By: Serge Vecher (serge-v) 2006-05-25 13:47:26

dgarstang: are you using or stable branch? If later, please update to the most recent revision (30329 as of right now). thanks.

By: Douglas Garstang (dgarstang) 2006-05-25 14:03:13

vechers: We're using ... I thought that WAS the latest stable version?

I have attached two more files.
bad-debug: Dump of what occurs when the calls fail.
good-debug: Dump of what occurs when the calls magically start to work.

As stated above, the calls will fail for some period of time after the phone originally tries to use pbx2, and then at some point, say 5-10min later, pbx2 will stop ignoring the INVITE and process calls, with no human intervention.

By: Douglas Garstang (dgarstang) 2006-05-25 14:07:17

I'm not SIP expert, but if I look at sip_trace.txt, I can see that the Polycom phone is incrementing the value of CSeq from 2 for the first INVITE to 3 for the second INVITE. If you look at bad-debug.txt, you will see:

Ignoring SIP message because of retransmit (INVITE Seqno 3, ours 3)

It seems that Asterisk thinks our counter is 3, when it really should be 2...?

By: Leif Madsen (lmadsen) 2006-05-25 14:08:13

What version of the Polycom firmware are you running?

By: Joshua C. Colp (jcolp) 2006-05-25 14:11:25

This seems to be a bug in the Polycom SIP stack. The ACK MUST contain the same CSeq value as the original request (the INVITE) - and it does not. Upgrade to the latest Polycom firmware, 1.6.6 and see if it is still an issue. If so - we'll need to take it to Polycom.

By: Douglas Garstang (dgarstang) 2006-05-25 14:23:30

joshnet: Are you sure that it's not supposed to increment the CSeq for an ACK? Is that in the RFC's somewhere? I can use this as evidence when I call Polycom.

This must only happen when the phone fails over an INVITE request from one outgoing proxy to another, or every single call would fail!

I just made a call too, after it had magically started to work, and I can see that it did not increment the CSeq for the ACK, so it definitely looks like that Polycom incrementing the ACK is breaking stuff.

I'm going to take it to Polycom right now (through our crappy VAR). If Polycom can't make their firmware generally available, what else am I supposed to do.

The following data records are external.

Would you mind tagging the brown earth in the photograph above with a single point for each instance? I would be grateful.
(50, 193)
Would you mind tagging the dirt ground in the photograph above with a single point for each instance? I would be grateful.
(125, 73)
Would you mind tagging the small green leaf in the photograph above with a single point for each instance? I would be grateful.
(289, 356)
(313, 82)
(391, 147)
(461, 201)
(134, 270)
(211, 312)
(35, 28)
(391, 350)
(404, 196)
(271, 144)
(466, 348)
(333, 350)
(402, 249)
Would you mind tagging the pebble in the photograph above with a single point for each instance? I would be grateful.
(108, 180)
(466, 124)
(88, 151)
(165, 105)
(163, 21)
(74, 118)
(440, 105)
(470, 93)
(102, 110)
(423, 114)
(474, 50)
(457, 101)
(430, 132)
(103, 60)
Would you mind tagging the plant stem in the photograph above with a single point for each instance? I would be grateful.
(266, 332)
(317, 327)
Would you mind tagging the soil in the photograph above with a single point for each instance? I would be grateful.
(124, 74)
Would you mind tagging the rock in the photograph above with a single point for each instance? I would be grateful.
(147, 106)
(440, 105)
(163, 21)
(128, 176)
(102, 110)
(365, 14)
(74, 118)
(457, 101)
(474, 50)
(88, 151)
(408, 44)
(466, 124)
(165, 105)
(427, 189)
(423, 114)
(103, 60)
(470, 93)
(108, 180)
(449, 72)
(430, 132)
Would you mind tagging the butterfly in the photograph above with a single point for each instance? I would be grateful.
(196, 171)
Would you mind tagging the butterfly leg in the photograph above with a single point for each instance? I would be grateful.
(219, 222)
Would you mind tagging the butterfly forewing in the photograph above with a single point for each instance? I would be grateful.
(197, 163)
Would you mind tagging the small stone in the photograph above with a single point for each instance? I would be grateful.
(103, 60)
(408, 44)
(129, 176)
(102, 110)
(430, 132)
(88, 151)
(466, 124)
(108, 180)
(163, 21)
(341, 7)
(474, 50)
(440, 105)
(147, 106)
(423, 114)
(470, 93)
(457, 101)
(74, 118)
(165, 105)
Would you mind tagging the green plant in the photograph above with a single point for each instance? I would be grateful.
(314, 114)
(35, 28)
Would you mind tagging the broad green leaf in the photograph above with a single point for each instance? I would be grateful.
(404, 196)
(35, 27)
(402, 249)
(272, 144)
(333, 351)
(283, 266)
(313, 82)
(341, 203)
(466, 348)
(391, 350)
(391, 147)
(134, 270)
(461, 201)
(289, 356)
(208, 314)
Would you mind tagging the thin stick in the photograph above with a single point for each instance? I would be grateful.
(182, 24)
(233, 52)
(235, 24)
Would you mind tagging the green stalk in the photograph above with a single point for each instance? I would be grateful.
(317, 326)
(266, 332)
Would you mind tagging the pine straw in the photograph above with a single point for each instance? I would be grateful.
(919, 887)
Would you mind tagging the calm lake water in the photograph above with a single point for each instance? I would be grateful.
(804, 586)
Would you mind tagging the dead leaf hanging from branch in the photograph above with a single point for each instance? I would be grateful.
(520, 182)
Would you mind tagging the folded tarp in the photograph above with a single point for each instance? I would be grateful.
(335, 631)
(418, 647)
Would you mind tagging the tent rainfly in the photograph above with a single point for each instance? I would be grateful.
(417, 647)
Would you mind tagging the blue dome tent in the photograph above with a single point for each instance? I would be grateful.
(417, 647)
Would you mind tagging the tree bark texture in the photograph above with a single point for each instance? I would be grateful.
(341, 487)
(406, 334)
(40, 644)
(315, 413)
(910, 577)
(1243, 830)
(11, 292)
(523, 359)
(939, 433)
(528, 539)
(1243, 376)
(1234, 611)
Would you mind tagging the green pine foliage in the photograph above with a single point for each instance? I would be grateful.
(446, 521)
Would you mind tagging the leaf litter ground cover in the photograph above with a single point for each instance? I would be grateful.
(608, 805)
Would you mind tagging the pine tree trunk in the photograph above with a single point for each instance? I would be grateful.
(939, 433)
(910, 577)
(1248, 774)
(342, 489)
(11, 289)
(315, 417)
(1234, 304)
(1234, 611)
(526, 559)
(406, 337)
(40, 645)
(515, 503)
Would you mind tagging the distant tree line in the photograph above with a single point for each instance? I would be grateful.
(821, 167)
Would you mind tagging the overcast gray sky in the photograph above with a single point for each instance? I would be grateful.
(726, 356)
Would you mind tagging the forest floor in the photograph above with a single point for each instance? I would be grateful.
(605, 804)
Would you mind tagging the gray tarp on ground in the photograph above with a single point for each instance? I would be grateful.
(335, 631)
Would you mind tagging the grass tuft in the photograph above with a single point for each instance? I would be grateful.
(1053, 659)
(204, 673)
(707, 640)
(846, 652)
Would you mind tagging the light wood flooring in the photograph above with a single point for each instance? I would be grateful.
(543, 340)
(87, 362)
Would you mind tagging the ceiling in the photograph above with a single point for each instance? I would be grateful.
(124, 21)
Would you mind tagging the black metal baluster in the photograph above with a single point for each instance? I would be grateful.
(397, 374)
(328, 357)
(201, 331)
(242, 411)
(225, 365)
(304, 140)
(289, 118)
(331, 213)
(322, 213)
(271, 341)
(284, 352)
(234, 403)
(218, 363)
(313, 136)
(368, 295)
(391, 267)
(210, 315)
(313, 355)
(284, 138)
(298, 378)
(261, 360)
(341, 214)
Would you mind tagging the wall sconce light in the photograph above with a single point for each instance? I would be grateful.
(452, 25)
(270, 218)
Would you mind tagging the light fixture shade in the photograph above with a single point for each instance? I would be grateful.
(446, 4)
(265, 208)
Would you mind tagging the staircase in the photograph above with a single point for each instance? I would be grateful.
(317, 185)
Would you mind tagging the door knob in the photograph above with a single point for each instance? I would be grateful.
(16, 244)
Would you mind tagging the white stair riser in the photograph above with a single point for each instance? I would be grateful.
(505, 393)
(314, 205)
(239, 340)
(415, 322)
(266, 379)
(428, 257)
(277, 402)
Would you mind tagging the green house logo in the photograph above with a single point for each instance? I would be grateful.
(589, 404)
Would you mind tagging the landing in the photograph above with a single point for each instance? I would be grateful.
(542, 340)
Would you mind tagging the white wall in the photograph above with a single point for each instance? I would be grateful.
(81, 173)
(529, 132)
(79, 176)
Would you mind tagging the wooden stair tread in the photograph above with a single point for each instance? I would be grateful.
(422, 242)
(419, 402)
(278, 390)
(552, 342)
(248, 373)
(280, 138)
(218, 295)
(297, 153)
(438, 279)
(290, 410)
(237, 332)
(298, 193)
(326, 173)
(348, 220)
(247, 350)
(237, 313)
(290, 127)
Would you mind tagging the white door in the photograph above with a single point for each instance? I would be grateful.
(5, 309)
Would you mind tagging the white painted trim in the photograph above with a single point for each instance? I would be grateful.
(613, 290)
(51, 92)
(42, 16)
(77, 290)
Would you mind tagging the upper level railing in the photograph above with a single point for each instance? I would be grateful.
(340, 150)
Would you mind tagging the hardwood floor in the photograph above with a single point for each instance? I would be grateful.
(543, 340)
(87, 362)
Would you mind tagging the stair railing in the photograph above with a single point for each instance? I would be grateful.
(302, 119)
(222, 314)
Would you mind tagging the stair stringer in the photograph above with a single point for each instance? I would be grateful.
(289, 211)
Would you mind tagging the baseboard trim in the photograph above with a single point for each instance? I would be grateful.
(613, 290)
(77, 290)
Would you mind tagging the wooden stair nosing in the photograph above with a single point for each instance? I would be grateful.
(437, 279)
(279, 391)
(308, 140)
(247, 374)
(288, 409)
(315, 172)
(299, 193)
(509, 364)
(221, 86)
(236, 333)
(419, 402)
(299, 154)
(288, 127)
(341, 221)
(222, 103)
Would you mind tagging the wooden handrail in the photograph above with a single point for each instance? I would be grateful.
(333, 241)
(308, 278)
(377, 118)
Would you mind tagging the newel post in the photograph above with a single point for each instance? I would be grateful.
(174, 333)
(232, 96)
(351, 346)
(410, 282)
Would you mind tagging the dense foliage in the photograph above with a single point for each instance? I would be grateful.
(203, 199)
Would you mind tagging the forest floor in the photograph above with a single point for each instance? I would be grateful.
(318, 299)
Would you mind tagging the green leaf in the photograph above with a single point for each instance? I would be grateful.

By: Joshua C. Colp (jcolp) 2006-05-25 14:24:43

RFC 3261: Construction of the ACK Request

The CSeq header field in the ACK MUST contain the same
  value for the sequence number as was present in the original request,
  but the method parameter MUST be equal to "ACK".

By: Joshua C. Colp (jcolp) 2006-05-25 14:28:45

Since this has been determined to be a Polycom SIP stack bug, I'm closing this bug report out.